Quando il “coso” non può essere una borsa (su un caso di sanzione disciplinare ad un avvocato linguacciuto)

Quando il “coso” non può essere una borsa (su un caso di sanzione disciplinare ad un avvocato linguacciuto)

CORTE DI CASSAZIONE – SS.UU. – 24 settembre 2010 n. 20160 – Pres. Carbone – Rel. Sangiorgio – M.L. (avv. Grimaldi) c.
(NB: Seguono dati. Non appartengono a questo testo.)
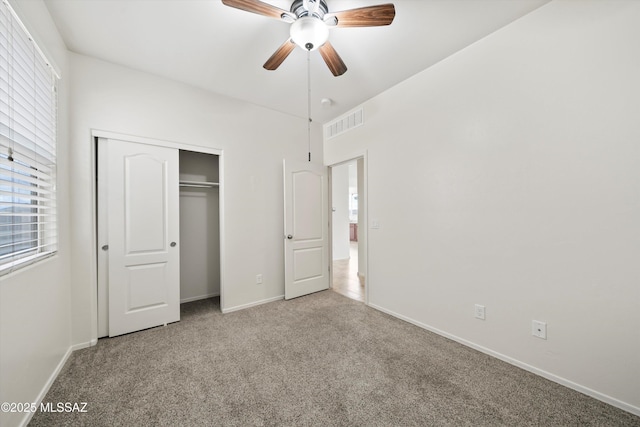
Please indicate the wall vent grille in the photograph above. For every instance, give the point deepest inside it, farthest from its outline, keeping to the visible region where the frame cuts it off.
(347, 122)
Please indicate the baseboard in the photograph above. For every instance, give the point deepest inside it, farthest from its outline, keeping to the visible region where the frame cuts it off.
(47, 386)
(191, 299)
(252, 304)
(84, 345)
(552, 377)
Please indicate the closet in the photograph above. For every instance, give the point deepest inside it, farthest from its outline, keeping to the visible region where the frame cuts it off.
(158, 230)
(199, 226)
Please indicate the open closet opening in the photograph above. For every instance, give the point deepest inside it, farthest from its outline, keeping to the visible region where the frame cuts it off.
(158, 229)
(199, 226)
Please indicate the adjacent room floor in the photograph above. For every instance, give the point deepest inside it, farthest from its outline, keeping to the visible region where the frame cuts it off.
(345, 275)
Consiglio dell’Ordine degli Avvocati di Roma, C.N.F. ed altro – (Conferma CNF 27 novembre 2009).

 

1.- Avvocato – Procedimento disciplinare – Accertamento sulla materialità dei fatti – Sindacabilità in sede di legittimità – Esclusione – Fattispecie.

 

1.- In tema di procedimento disciplinare (nella specie, a carico di un avvocato) è insuscettibile di ulteriore valutazione in sede di giudizio di legittimità l’accertamento compiuto dal giudice disciplinare in ordine alla materialità dei fatti contestati all’incolpato, essendo precluso alla Corte di cassazione il riesame dei fatti e delle risultanze istruttorie, la cui valutazione spetta esclusivamente all’organo giudicante disciplinare. (Nella specie è stata ritenuta legittima la sanzione della censura irrogata ad un avvocato romano che aveva rivolto ad una collega, all’interno della cancelleria del Tribunale, una espressione – che aveva provocato reazioni indignate tra i presenti – ritenuta contrastante con i doveri di probità e decoro richiesti all’avvocato, atteso che il Consiglio dell’Ordine, nell’irrogare la sanzione, aveva addotto una congrua e logica motivazione circa la responsabilità del professionista per il suo comportamento, in virtù della natura della predetta espressione usata – sostanziata nella seguente frase: “Scusa collega ti dovrei togliere quel coso che ti ho lasciato prima in mezzo alle gambe”, tenendo conto che  secondo l’incolpato il termine “coso” si riferiva alla propria borsa poggiata in terra – giudicata impudicamente licenziosa oltre ogni limite di buona educazione).